‘What does the Middle East want from the US, and what does Washington want?’

“Let it please not be mistaken that, when we make a critical analysis of our countries in the Middle East, especially on what is going on in Egypt, to our American friends, or the defenders of democracy and human rights, this is not an invitation for the U.S. to once again intervene in our affairs or to support other partners against the dictators they have supported so far.

“It is no secret that the U.S. has only supported dictators and the strong despotic enemies of democracy, and therefore, it constitutes the biggest obstacle against the development of democracy in our countries. That is why, coup plotters and possible dictators turning to the U.S. for approval and asking for their support is no unusual occurrence.

“However, we don’t mean here to suggest that the U.S. should change their partners and start supporting the people instead of the dictators. What we want from the U.S. is for it to stop supporting the enemies of democracy in our countries, and refrain from any intervention which would interrupt the development of democracy in our country. Otherwise, if they let them be, our people too are on the way to achieve democracy, human rights, honor, and freedom.

“However, the greatest barrier hindering such demands is the incomprehensible investment the U.S. and the other Western countries have made to the anti-democracy groups in our countries.”

In summary, this is what famous Egyptian political scientist Prof. Saifuddin Abdulfettah and the leader of Ghad al Thawra Liberal Party Ayman Nour said in “The Middle East Policy of the US: Visions and Transformations” forum, which were also repeated by me. The forum was organized by the U.S.-based National Interest Foundation, the events of which slain Saudi journalist Jamal Khashoggi also attended and made speeches in the past, and the Strategic Think Tank Society. It was a good example of a rare event that brought together important participants from America and the Middle East that discussed the U.S.

While names such as Karen Attiah, the editor of Jamal Khashoggi’s columns and one of the influential journalists of the Washington Post who also played an important role in the Khashoggi case finding a place in the Washington Post and the U.S. agenda, the former president of the Republican Party, former congressmen James Moran, Nick Rahall, Doug Bandow from the Huffington Post, and Haled El Gindy from the Brooking Institute attended the event, the chief editor of the Mujtema journal of Kuwait Mohammad el-Rashid and Abdullah al-Sahgy from Kuwait University were also present.

Dr.
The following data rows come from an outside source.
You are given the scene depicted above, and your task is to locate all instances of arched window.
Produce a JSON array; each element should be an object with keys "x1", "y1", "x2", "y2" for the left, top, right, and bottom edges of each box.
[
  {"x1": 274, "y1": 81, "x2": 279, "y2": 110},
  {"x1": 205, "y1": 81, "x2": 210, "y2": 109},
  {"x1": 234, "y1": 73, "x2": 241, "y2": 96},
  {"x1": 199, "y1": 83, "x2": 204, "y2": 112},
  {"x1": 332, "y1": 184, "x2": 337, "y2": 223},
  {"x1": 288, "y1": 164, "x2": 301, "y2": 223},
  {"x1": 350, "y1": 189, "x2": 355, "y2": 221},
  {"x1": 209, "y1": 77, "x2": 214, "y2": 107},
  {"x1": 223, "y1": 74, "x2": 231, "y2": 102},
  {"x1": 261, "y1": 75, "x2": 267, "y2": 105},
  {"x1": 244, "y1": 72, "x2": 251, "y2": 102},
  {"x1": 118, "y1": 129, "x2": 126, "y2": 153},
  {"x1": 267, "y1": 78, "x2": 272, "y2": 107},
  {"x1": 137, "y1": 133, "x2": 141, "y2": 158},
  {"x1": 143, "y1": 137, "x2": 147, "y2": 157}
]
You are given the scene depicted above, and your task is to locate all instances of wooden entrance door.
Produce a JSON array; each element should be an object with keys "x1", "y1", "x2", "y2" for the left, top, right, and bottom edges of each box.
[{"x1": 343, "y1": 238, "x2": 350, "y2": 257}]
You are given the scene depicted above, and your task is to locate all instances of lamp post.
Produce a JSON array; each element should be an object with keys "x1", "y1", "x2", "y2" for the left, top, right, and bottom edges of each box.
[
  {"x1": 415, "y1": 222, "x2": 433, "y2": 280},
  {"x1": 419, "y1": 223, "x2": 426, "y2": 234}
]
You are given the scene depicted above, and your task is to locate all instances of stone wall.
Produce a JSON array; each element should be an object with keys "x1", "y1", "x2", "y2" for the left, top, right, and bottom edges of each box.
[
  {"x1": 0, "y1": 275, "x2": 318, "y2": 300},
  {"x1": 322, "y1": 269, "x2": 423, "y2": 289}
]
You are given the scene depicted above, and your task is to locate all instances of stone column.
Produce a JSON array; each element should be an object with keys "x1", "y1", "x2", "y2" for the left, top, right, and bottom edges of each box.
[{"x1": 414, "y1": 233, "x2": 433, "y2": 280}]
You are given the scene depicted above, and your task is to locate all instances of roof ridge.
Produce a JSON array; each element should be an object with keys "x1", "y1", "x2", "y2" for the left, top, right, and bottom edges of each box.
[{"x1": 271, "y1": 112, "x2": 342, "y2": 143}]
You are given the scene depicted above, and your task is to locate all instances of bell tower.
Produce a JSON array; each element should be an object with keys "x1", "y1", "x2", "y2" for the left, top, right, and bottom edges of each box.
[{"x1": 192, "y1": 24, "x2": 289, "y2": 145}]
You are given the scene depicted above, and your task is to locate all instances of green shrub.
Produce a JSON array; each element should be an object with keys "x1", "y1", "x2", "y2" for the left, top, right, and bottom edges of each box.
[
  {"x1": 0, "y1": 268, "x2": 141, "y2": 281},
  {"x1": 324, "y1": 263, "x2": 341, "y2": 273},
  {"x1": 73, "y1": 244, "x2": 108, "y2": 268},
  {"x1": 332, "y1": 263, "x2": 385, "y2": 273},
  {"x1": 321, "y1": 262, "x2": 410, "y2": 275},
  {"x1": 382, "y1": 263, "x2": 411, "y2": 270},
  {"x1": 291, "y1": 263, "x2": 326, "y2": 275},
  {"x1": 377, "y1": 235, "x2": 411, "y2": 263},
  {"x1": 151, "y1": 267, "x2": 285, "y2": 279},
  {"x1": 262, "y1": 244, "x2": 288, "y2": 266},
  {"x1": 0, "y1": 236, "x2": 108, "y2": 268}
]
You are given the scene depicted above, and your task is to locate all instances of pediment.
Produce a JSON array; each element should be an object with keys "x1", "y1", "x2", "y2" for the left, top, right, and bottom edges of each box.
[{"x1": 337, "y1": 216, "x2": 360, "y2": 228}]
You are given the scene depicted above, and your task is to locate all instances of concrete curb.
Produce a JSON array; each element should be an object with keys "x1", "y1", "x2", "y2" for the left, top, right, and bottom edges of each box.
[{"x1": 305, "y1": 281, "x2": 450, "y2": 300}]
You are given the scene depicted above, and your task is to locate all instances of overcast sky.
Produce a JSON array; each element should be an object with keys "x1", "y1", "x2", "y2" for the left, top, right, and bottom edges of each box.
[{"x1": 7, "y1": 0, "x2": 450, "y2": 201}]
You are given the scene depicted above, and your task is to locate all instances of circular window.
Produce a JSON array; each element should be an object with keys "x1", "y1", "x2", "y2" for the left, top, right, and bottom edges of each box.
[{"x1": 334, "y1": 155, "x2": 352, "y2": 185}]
Talha Köse, Dr. Bilgehan Ayık, Dr. Hakkı Uygur and Prof. Muhiddin Ataman were among the lecturers of the panel from Turkey, many auditors attended the six sessions and analyzed the U.S.’s Middle East policies.

Among the subjects discussed in the summit, the most prominent ones were the Jamal Khashoggi case, Trump’s declaration that, amid the ongoing Israeli occupation in Golan Heights since 1967, it will finally be recognized as Israel’s territory, and the U.S.’s attitude regarding the recent developments in the Middle East in general, Egypt in particular.

To tell the truth, despite the expectation that a message would be given to the U.S. to support democratic actors in the Middle East, almost all participants from Middle Eastern countries asserted that they don’t want the U.S.’s support.

The sociological dynamics of the Middle Eastern people are already forcing society towards democratization and freedoms. As long as the U.S. stays away.

The U.S. and EU which affix great importance to democracy in their own territories have a tendency to strangle any democratic development taking place in Muslim societies, since they see its existence in these societies as a threat against their own interests. Moreover, they also keep asking the question of why democracy cannot exist in the Muslim world, channeling social science circles and the public opinion.

We don’t expect anything from the U.S. But they should also know that the current Middle East policy is not serving their interests either. Because the Middle East is greater than Israel, unlike the U.S.’s position and Israel-centric policies indicate. The Middle East isn’t just about Israel. As Israel is doomed to fail as long as it continues making enemies of all the peoples of the Middle East, it is going to take the U.S. with it.

However, the question Bush Jr. asked right after the September 11 attacks is still there to guide the U.S. to revise its vision. “Why do they hate us so badly?” They don’t need to search far to find the answer.

The fact that the U.S. policies in the Middle East are completely reduced to Israel’s security concerns and interests is destroying the future that the U.S. has in the region.

While the U.S. is straining its credit for the sake of Israel, its reliability and consistency in issues such as democracy, human rights and freedoms, and its neutral position as a superpower, it is also destroying all friendly relations.

Of course, for now, the dictators they support seem very friendly with them since they owe their existence to the U.S. But Washington should realize that neither those dictators have a future in the region, nor is there anything good coming out from standing on their side.

Moreover, by supporting them, they also support all the crimes they commit against humanity, and this creates more hatred among the peoples of the region. Exactly, for this reason, the U.S. is about to lose the moral and prestigious position it once had for being a superpower. The fact that it is not the center for democratic or modern values anymore clearly proves this.

In short, the U.S. is paying heavy prices for Israel. Unfortunately, they are not even aware of this.